Here's what I learned:
I. (Hyphens) and WordDelimiterFilterFactory
Solr 3.2 (?) added a new setting for field analysis: autoGeneratePhraseQueries, that defaults to "false". In Solr 1.4, this setting was always true. The difference is important for certain settings of WordDelimiterFilterFactory. Let's say we have a query with a value of "red-rose" (no quotes).
in Solr 1.4:
<fieldtype name="text" class="solr.TextField" positionIncrementGap="100">
<analyzer>
<tokenizer class="solr.WhitespaceTokenizerFactory"/>
<filter class="schema.UnicodeNormalizationFilterFactory" version="icu4j"
composed="false" remove_diacritics="true" remove_modifiers="true" fold="true"/>
<filter class="solr.WordDelimiterFilterFactory"
splitOnCaseChange="1" generateWordParts="1" catenateWords="1"
splitOnNumerics="0" generateNumberParts="1" catenateNumbers="1"

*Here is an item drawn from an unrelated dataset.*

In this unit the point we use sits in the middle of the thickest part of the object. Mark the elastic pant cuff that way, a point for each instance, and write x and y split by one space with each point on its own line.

catenateAll="0" preserveOriginal="0" stemEnglishPossessive="1"/>
<filter class="solr.LowerCaseFilterFactory"/>
<filter class="solr.EnglishPorterFilterFactory" protected="protwords.txt"/>
<filter class="solr.RemoveDuplicatesTokenFilterFactory"/>
</analyzer>
</fieldtype>
With debugQuery=true, we find the following query fragment being generated by dismax:
text_field:"red (rose redros)"
in Solr 3.5:
<fieldtype name="text" class="solr.TextField" positionIncrementGap="100">
<analyzer>
<tokenizer class="solr.WhitespaceTokenizerFactory"/>
<filter class="solr.ICUFoldingFilterFactory"/>
<filter class="solr.WordDelimiterFilterFactory" splitOnCaseChange="1" generateWordParts="1" catenateWords="1"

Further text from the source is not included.